Foundations, Endowments Reevaluating Hedge Fund Exposure, Survey Finds

Concerned with high fees, underperformance, and lack of transparency, some foundations and university endowments are reevaluating their exposure to hedge funds, a survey conducted by NEPC, a Boston-based investment consulting firm, finds.

The Q2 2016 NEPC Endowment and Foundation Poll, a measure of endowment and foundation confidence and sentiment related to the economy, investing, and market performance, found that 28 percent of the fifty-nine respondents said they had reduced or were considering reducing their allocation to hedge funds. Of the foundations and endowments that had already changed their allocation, nearly half said they redirected the funds into equities.
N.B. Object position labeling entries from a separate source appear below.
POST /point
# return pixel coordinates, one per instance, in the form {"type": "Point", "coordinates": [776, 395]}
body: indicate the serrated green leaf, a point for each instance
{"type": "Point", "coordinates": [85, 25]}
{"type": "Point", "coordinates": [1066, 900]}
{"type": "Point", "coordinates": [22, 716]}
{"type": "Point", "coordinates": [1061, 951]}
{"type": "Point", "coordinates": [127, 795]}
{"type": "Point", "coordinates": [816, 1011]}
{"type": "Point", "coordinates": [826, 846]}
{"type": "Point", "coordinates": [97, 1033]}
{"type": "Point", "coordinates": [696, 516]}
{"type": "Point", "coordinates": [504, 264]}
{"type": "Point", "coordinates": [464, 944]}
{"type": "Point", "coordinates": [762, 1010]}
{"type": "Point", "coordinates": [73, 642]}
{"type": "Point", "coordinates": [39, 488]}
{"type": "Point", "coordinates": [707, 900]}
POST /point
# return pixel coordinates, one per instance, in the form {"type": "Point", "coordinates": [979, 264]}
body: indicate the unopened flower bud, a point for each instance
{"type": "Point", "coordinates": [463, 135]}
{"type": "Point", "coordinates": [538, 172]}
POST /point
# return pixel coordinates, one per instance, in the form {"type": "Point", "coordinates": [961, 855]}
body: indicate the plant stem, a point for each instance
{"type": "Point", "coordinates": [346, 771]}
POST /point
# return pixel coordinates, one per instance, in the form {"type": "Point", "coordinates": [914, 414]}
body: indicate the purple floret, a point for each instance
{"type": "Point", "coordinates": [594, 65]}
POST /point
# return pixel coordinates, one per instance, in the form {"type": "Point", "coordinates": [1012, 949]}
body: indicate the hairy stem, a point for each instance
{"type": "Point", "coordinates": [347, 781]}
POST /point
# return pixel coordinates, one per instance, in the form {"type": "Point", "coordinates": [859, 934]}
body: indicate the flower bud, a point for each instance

According to the survey, 24 percent of respondents currently have zero exposure to hedge funds, up significantly from 2 percent in the Q2 2014 survey, while 23 percent put their allocation to hedge funds at between 11 percent and 20 percent of their portfolio, down from almost 40 percent two years ago.

When asked about their biggest concerns with respect to hedge funds, 80 percent of respondents cited meager or disappointing returns, followed by high fees (54 percent) and lack of transparency (37 percent). Hedge funds typically charge a 2 percent management fee and 20 percent of profits, and a quarter of respondents said they had asked for or been offered a reduced fee by their hedge fund managers within the past six months. The survey also found that half of respondents believed the U.S. economy was in a worse place than it was a year ago, while 52 percent said a slowdown in global growth poses the greatest near-term threat to their portfolios.

"While hedge funds play an important role in many institutional portfolios, the last several years have been difficult for the industry and investors are starting to look very closely at how hedge funds can work for them," said Cathy Konicki, head of NEPC's endowment and foundation practice group. "These survey results are by no means indicating a mass exodus from hedge funds, but they do point to greater pressure being felt by the industry as a whole."